正に今、喰われようとしているところだった。正直な事を言えば、ウォルのことは是非喰って欲しいところなのだがそれが許されないのが残念でならない。
「デイジー嬢、マンイーターを灰にしてくだ……」「ボワンッ!!!」
本当に無意識に口に出てしまったのだが、言い終わる前に一瞬でヒマワリが炭と化していた。相変わらず彼女は無表情を貫いているが。
圧巻……としか言いようが無い。
もう感心するしかない。
蔓も瘴気と化した事でウォルとシェーンが空から降ってくる。恐らくシェーンは捕まった時点で気を失っていたと思われる。ウォルは直ぐシェーンを介抱していた。今、忙しいので聞く耳持てません。

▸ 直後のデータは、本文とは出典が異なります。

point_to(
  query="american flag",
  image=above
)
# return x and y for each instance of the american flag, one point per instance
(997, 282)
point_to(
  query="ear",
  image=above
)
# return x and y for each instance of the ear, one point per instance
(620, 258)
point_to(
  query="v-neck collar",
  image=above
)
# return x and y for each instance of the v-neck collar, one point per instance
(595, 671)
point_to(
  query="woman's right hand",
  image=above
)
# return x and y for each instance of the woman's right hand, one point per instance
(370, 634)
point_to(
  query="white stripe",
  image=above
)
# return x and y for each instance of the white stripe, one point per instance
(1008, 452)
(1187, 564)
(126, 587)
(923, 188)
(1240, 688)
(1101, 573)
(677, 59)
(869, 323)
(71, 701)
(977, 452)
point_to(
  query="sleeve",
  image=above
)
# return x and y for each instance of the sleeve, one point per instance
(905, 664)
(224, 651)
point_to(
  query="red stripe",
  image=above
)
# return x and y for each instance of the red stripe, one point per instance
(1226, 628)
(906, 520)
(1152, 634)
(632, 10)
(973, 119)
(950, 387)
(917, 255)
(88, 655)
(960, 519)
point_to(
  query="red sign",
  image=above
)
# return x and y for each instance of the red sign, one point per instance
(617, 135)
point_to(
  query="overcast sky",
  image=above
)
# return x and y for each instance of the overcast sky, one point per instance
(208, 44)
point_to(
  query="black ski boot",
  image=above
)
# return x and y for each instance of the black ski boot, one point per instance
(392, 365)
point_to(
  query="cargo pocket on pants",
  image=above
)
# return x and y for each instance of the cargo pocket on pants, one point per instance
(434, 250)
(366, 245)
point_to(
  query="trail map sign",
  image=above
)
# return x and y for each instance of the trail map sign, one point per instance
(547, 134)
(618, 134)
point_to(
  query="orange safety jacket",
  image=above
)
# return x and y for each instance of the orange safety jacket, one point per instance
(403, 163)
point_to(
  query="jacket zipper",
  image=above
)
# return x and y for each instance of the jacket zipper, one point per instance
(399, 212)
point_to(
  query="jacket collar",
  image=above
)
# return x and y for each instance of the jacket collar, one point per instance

とでも言いたげだ。
いや、そんな事で私は誤魔化されないからな。
「ウォル」
ロイの低い声が響き、ウォルの肩が飛び上がる。ギギギ……、とゆっくり振り返りロイの顔を仰ぎ見る。今度こそ有耶無耶にはされないからな。
流石に受験生の前で叱る訳にもいかず、王宮迄の道程を魂の抜けた様な顔のシェーンとウォルを見ないようにした。視界に入れたら怒鳴り付けてしまう。
大方は入口付近で私達が通り過ぎるのを待ち、頃合いを見計らって入口に戻って来る予定だったのだろう。入口と出口は近い。グルッと一周して来るようなものだからな。
王宮に戻るとシェーンには、不正と取れる試験内容だったとし、今回は見送りとの旨を伝え帰らせた。納得した様だったが、元々の顔色が悪い所為で感情が分かりにくい。しかしこれで抗議文でも送ってくるようであれば、少し内情を探る必要があるかもしれない。
デイジーには書類の連絡先に通達するとし、帰らせた。
彼女は浄化をした。いや、正確にはしようとした。なのだが……。
「……これは報告案件か。」
ロイは帰って行くデイジーの後ろ姿を見つめて呟いていた。